A quick scan through the major headlines these days is overwhelming. The Ebola outbreak is spreading faster than efforts to contain it. War is ongoing in the Middle East and is rising in the Ukraine. Freedom of religion in the United States is under attack from seemingly all sides.

My tendency is to respond to the headlines by just not reading the headlines anymore. Out of sight, out of mind, just let me live in my little world here in Northeast Alabama.

But as those who understand that our God is sovereign over this world, is moving history along according to His perfect will, and calls His people to pray for the coming of His Kingdom and shine as citizens of that Kingdom, we can’t close our eyes.

An extremely helpful tool that keeps me from closing my eyes to the world is “The Briefing”, Al Mohler’s “daily analysis of news and events from a Christian worldview.” The Briefing is only 20 minutes long, and in it Mohler summarizes some of the most note-worthy headlines, and then explains how we can think about them as Christians.

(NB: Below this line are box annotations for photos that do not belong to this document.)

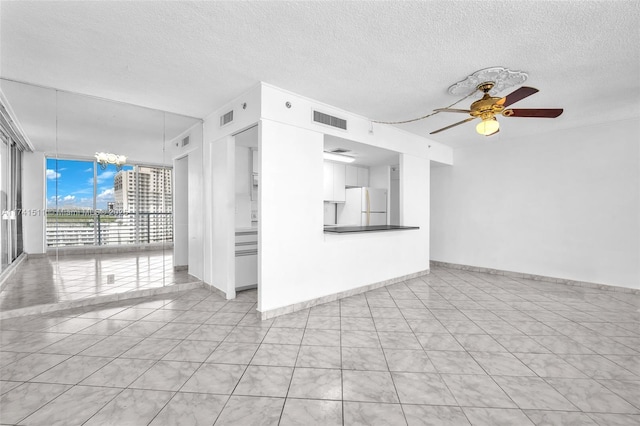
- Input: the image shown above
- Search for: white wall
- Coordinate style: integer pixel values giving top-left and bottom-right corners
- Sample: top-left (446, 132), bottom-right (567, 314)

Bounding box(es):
top-left (235, 145), bottom-right (252, 228)
top-left (258, 86), bottom-right (432, 311)
top-left (204, 84), bottom-right (452, 311)
top-left (22, 152), bottom-right (47, 254)
top-left (173, 155), bottom-right (189, 266)
top-left (164, 123), bottom-right (205, 279)
top-left (201, 85), bottom-right (261, 298)
top-left (431, 119), bottom-right (640, 288)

At the end of today’s episode, Mohler summarized our responsibility:

“The list, indeed the stack, of issues to be discussed appears to be almost insurmountable and still growing. Indeed, that appears to be an almost permanent condition. Christians in this generation are being called to think through so many issues, so quickly, simultaneously, and our responsibility is to think in Biblical terms, to think as thinking Christians, thinking Christianly and Biblically. We are called to bring every though captive to Christ, and that means in this world we have to be those who think through a Christian worldview, who consider these things as Christians based upon the totality of Christian truth, reasoning from Christian first principles in our consideration of these issues that are coming to us in almost “machine-gun” rapidity. It seems to be no exaggeration to believe that this generation of Christians faces a unique, if not unprecedented, responsibility to confront so many of these issues simultaneously, and more importantly, faithfully. We’ll try to think through these issues faithfully together.”